Il ne faudrait ainsi pas opposer distraction et attention, deux attitudes qui peuvent au contraire apparaître complémentaire dans la mécanique de travail de Romain Bobichon. Alors que je l’interrogeais sur l’origine du titre « cosa menthol », son projet conçu au printemps 2016 pour l’espace autogéré STOCQ 72, à Bruxelles, celui-ci me répondit qu’il « [lui] était venu tout seul », alors qu’il marchait, grippé, dans la capitale belge. Il ajouta ensuite que « comme toutes les choses dans l’exposition, le titre possède sa propre autonomie. »4 Cette information m’ayant été donnée après avoir déjà plusieurs fois consulté son portfolio, elle n’est pas parvenue à éclipser cette concordance quasi synesthésique que j’avais pu établir entre les œuvres présentées (toutes unies par une certaine touche pastelle) et cette référence éculée au genre pictural, dans une version cette fois sertie d’un trait d’humour pop. Composée essentiellement de peintures de petits et de moyens formats suspendues aux murs bruts fardés de marques d’usure jaunâtres, l’exposition, d’où parvenait par de grandes fenêtres la lumineuse grisaille du ciel bruxellois, trouvait une unité chromatique pâle, laissant se fondre les œuvres et le lieu dans une même teinte blême. L’artiste dit avoir pour l’occasion essentiellement travaillé avec trois pigments de couleurs différents ; les peintures présentées suivaient quant à elle une organisation interne assez régulière, enchâssant des formes géométriques simples sur lesquelles venaient courir des lignes plus ou moins fines, aux contours plus ou moins tranchés – sortes de pulsations électriques interrompant la quiétude de ces aplats vaporeux. Ici comme dans d’autres œuvres récentes de l’artiste, on pense au genre du colorfield painting, mais dans une version moins monumentale – et sans doute aussi moins dogmatique – pour laquelle la précarité des moyens employés entre en résonance avec la matérialisation de flux évoquant une dynamique tour à tour urbaine ou organique.
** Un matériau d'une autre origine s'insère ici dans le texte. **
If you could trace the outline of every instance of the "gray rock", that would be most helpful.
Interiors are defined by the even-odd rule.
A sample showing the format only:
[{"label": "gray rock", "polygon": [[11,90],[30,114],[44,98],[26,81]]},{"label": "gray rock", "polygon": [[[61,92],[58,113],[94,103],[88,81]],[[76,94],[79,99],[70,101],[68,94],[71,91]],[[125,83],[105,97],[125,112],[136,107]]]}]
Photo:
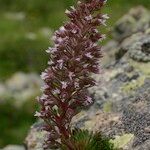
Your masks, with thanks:
[{"label": "gray rock", "polygon": [[146,31],[150,27],[150,12],[144,7],[133,8],[123,16],[115,25],[113,37],[122,41],[126,37],[139,31]]}]

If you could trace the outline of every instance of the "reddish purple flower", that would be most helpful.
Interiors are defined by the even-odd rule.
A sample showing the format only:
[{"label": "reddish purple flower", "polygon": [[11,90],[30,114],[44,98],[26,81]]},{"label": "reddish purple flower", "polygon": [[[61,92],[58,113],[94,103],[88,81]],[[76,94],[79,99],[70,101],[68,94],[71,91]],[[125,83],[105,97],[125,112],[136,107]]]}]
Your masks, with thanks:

Dans un essai écrit il y a quelques mois pour la revue Mousse, le critique d’art et commissaire d’exposition américain Chris Sharp développe ce qu’il nomme une « théorie du mineur »5 qui s’opposerait à une vision de l’art confondue avec le journalisme ou la pédagogie, et dont la justification passerait essentiellement par l’instrumentalisation du langage. Alors qu’il estime le genre « majeur » comme l’expression d’un art surplombant et bavard, Sharp défend la position « mineure », qui en évitant la logique de commentaires et de littéralités, maintient l’œuvre dans une pluralité fertile de lectures et d’analyses. Il lui associe d’ailleurs la notion d’idiosyncrasie comme principal trait caractéristique, défendant ainsi l’expression d’identités singulières pour partie récalcitrante aux influences normalisantes. Pour ces raisons, la pratique de Romain Bobichon m’a distinctement paru proche de cette théorie : elle s’y inscrit par son opacité, qui met en échec les interprétations et les correspondances trop évidentes, mais aussi par son approche plastique, qui malgré son apparente légèreté trace une filiation manifeste entre l’ensemble de ses pièces. Le catalogage de ces réalisations n’aurait ici rien d’éclairant mais il suffira d’être en contact du travail de l’artiste pour percevoir cette inclination au modeste, qui pour autant n’est jamais étrangère à une tentative d’enchantement de la matière ou de libération de ses qualités intrinsèques. On verra ainsi fréquemment une forme de recyclage s’opérer dans son travail, quand la peinture recouvre par exemple en claires nébuleuses les surfaces investies, laissant transparaître les informations qu’elle vient à peine de voiler ; ou lorsque par collages, grattages, gravures ou déchirures se complexifient les natures ou se révèlent les substances même des objets avant qu’ils ne se déterminent en tant qu’œuvres. À ce titre, l’exposition « Blue playback », que l’artiste a produit en 2017 pour l’espace Béton Caverne, à Saint Erblon près de Rennes, offre un répertoire de gestes élémentaires particulièrement signifiants quant à ces procédés.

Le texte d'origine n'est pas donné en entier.